The Long Journey To Clean Tests

It doesn’t take much searching to find a blog post or twitter account preaching the benefits of TDD. One aspect of practicing this discipline that I think is overlooked, as it’s use in a legacy system.

I believe many developers are working in a legacy system, without tests, and are striving to make that legacy system better.

A conversation between a developer in that position and a TDD advocating idealist may go something like this:

Me: “These tests are difficult to write and they take a long time to run.”

Idealist: “Sounds like your code was written poorly. Your unit tests should not depend on outside dependencies like the database and web service calls. It should only test the business rules.”

Me: “I’d agree with that, but the functionality I need to test is not written that way.”

Idealist: “That should tell you something. You need to refactor to decouple your business rules from those dependencies.”

Me: “We’re making progress on that, but it’s not so easy. Some of our business logic is coupled with the database. We’ll need to rewrite all of our queries. To inject the dependencies, we would need to change our API. By changing the API we need to make a lot of changes to the client code. A LOT of changes to the client code.”

Idealist: “You should rewrite the functionality as a separate class or method. That way you can test it. When you are sure it’s working you can gradually make replacements to the client code by switching to the new class/method.”

Me: “We’re trying that, but it takes quite a bit of development to create those new objects. For example, we are writing the persistence logic as a repository and injected it. How do you recommend we go about testing the client code? Most of client code does not have automated tests either. Some of the client code is used by other teams, and they are used to it working correctly. It’s hard to justify the manual testing for functionality that currently works. And did I mention it’s a lot of client code?”

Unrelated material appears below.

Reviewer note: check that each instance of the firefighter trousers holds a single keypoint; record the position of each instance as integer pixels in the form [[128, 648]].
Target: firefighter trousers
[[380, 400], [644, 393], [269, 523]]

Idealist: “You have to start somewhere, or else you will be testing manually forever. You should write an automated test for a piece of the client code. Once it passes, change the code slightly toward what you are hoping the API looks like. If the test fails, make a modification so that it passes, but only just enough to make it pass. Keep refactoring while keeping the tests green. Do this enough times until the functionality is decoupled”

Me: “We’re trying, but the tests are difficult to write, and they take a long time to run.”

The point is, that the journey to having clean, fast running tests may begin with writing slow and ugly tests. Tests that are slow because they are testing tightly coupled code. The slow, coupled tests still play a vital role: making sure all the current functionality still works and providing the freedom to refactor.

TDD evangelists would agree, the freedom to refactor is key. When you don’t have it, the continuous improvement loop is broken. The problem is, in a legacy system, getting the feedback loop in the first place can be quite the struggle.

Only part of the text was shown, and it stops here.